Minimum wage prosecution leaves butcher with large bill

Another employer has fallen foul of the government’s crackdown on enforcing the National Minimum Wage.

The owners of a Sheffield butcher’s shop have been ordered to pay more than £11,000 to two former employees after they failed to pay the minimum wage. They are the first employers in the country to face criminal prosecution for deliberately not paying the National Minimum Wage.

David Jackson and his daughter Pauline Smout pleaded guilty to neglecting to pay two former employees the minimum rate, currently £5.52 per hour. Jackson and Smout also failed to keep adequate pay records, and had made false entries in the records they had kept.

Jackson was fined £700 plus costs, and ordered to pay £9,065 in compensation to the two former workers.
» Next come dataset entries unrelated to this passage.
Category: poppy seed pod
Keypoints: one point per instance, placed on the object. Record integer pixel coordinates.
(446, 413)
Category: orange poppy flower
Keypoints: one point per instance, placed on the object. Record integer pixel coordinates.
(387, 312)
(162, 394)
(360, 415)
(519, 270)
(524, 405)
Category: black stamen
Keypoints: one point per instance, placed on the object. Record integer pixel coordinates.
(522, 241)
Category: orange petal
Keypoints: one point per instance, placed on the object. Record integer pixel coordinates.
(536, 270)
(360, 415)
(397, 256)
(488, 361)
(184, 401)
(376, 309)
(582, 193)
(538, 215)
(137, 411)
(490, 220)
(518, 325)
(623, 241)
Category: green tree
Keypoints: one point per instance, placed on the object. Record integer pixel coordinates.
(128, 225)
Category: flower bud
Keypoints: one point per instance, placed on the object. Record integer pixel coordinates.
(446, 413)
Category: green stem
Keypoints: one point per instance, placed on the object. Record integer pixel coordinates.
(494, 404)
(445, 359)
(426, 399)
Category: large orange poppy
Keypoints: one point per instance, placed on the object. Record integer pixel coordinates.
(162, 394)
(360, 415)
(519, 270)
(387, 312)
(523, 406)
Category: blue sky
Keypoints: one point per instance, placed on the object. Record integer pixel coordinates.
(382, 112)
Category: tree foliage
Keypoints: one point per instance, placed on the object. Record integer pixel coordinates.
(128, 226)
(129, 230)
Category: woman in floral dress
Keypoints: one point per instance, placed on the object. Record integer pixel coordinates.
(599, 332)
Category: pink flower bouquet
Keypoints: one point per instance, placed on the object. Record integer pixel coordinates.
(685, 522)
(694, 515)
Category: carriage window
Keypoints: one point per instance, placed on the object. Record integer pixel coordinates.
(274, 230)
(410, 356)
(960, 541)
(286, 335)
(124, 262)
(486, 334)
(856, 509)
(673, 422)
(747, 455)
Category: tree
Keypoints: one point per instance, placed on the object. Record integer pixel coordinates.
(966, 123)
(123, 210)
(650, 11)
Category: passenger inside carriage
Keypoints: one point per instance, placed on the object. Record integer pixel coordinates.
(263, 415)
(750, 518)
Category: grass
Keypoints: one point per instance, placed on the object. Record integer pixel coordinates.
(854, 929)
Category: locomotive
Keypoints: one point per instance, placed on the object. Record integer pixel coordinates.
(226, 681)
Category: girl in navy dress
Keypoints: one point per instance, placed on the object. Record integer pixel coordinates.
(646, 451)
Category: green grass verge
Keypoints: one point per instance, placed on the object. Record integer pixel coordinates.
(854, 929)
Smout was fined £100 plus costs, and ordered to pay £2,009 in compensation – payable by 1 October 2008.

In sentencing, deputy district Judge Hatton said: “The appalling way you treated these employees meant that both [employees] lost out. The simple fact was that they are entitled to this money, and they will get it.”

Andy Millican, criminal investigation team leader for HM Revenue & Customs, said: “This sends a message to employers, large or small, that HMRC will actively pursue those we suspect of flouting the law. If employers fail to pay and refuse to comply with the law they could receive a fine and a criminal record.”

This is the fourth successful National Minimum Wage prosecution in the past 11 months.